Gradient-based Laplacian Feature Selection
This addresses the problem of identifying relevant features without labels for researchers in fields like object recognition and computational biology, representing an incremental improvement over existing unsupervised methods.
The paper tackles unsupervised feature selection in high-dimensional noisy data by proposing Gradient-based Laplacian Feature Selection (GLFS), which minimizes variance in a Laplacian regularized model to select sparse, relevant features, achieving superior performance over state-of-the-art methods on simulated and real-world datasets.

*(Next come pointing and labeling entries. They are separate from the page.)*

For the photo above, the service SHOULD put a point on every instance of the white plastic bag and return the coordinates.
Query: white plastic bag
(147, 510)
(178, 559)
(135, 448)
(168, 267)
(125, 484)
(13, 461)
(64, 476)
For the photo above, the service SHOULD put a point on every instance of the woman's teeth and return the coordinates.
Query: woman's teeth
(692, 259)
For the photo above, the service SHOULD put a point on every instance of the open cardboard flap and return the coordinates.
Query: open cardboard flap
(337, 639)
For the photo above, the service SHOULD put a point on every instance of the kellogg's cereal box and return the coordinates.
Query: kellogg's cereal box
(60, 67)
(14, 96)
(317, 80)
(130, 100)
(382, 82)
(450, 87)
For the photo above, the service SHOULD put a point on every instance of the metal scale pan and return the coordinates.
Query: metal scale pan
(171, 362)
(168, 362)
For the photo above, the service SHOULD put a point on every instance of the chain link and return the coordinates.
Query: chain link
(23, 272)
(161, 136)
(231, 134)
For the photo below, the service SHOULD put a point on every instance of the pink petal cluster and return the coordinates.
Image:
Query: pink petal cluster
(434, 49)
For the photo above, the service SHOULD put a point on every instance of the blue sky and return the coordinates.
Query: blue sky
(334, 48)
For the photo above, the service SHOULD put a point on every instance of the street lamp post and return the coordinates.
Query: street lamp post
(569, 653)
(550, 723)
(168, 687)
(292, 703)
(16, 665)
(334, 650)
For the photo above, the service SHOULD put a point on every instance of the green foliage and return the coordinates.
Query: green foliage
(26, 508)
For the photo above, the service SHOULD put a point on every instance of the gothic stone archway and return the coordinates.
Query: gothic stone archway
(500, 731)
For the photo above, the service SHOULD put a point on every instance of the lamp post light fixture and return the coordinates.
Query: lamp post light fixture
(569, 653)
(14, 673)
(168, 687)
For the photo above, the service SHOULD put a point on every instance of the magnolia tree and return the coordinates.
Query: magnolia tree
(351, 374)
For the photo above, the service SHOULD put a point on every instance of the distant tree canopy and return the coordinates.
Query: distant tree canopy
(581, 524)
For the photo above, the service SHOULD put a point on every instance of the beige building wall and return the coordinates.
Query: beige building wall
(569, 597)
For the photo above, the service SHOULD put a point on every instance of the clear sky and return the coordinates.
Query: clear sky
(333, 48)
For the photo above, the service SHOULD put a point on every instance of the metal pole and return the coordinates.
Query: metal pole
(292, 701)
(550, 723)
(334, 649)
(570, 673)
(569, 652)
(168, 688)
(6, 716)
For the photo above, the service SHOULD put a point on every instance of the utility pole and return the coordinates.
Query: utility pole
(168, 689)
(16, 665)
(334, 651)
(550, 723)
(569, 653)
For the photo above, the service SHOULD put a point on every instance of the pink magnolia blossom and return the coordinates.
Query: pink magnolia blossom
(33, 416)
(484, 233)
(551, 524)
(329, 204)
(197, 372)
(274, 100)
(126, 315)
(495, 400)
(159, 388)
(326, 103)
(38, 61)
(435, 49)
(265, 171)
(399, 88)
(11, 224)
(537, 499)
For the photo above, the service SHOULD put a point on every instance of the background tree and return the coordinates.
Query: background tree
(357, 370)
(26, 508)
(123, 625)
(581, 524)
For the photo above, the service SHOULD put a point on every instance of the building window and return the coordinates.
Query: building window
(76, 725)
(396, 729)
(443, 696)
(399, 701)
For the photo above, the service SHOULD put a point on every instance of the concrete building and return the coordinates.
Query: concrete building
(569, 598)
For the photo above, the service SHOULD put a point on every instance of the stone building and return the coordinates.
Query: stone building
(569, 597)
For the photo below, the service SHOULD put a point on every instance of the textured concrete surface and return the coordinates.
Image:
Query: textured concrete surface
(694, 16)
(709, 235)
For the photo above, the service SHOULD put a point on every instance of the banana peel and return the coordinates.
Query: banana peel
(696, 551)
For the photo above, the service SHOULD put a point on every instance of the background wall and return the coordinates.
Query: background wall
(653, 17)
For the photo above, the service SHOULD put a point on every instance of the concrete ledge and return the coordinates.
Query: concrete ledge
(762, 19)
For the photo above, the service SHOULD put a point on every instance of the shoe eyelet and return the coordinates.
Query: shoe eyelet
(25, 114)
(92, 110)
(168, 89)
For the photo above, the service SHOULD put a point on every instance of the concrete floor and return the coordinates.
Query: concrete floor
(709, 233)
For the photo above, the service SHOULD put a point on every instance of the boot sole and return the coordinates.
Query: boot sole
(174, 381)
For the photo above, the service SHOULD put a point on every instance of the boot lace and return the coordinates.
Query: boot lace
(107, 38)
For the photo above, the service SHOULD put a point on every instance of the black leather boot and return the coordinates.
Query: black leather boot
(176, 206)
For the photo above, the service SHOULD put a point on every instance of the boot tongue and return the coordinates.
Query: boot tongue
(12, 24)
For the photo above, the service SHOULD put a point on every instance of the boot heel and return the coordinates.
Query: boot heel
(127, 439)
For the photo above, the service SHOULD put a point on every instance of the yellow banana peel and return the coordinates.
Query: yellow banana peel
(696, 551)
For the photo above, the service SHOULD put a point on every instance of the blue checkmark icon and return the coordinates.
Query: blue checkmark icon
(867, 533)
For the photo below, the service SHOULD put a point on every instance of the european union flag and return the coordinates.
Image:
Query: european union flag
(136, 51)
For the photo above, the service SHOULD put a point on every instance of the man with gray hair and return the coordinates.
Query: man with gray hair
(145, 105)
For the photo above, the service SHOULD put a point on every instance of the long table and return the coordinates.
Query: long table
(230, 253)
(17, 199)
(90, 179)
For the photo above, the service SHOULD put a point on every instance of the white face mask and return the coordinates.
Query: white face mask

Analysis of high dimensional noisy data is of essence across a variety of research fields. Feature selection techniques are designed to find the relevant feature subset that can facilitate classification or pattern detection. Traditional (supervised) feature selection methods utilize label information to guide the identification of relevant feature subsets. In this paper, however, we consider the unsupervised feature selection problem. Without the label information, it is particularly difficult to identify a small set of relevant features due to the noisy nature of real-world data which corrupts the intrinsic structure of the data. Our Gradient-based Laplacian Feature Selection (GLFS) selects important features by minimizing the variance of the Laplacian regularized least squares regression model. With $\ell_1$ relaxation, GLFS can find a sparse subset of features that is relevant to the Laplacian manifolds. Extensive experiments on simulated, three real-world object recognition and two computational biology datasets, have illustrated the power and superior performance of our approach over multiple state-of-the-art unsupervised feature selection methods. Additionally, we show that GLFS selects a sparser set of more relevant features in a supervised setting outperforming the popular elastic net methodology.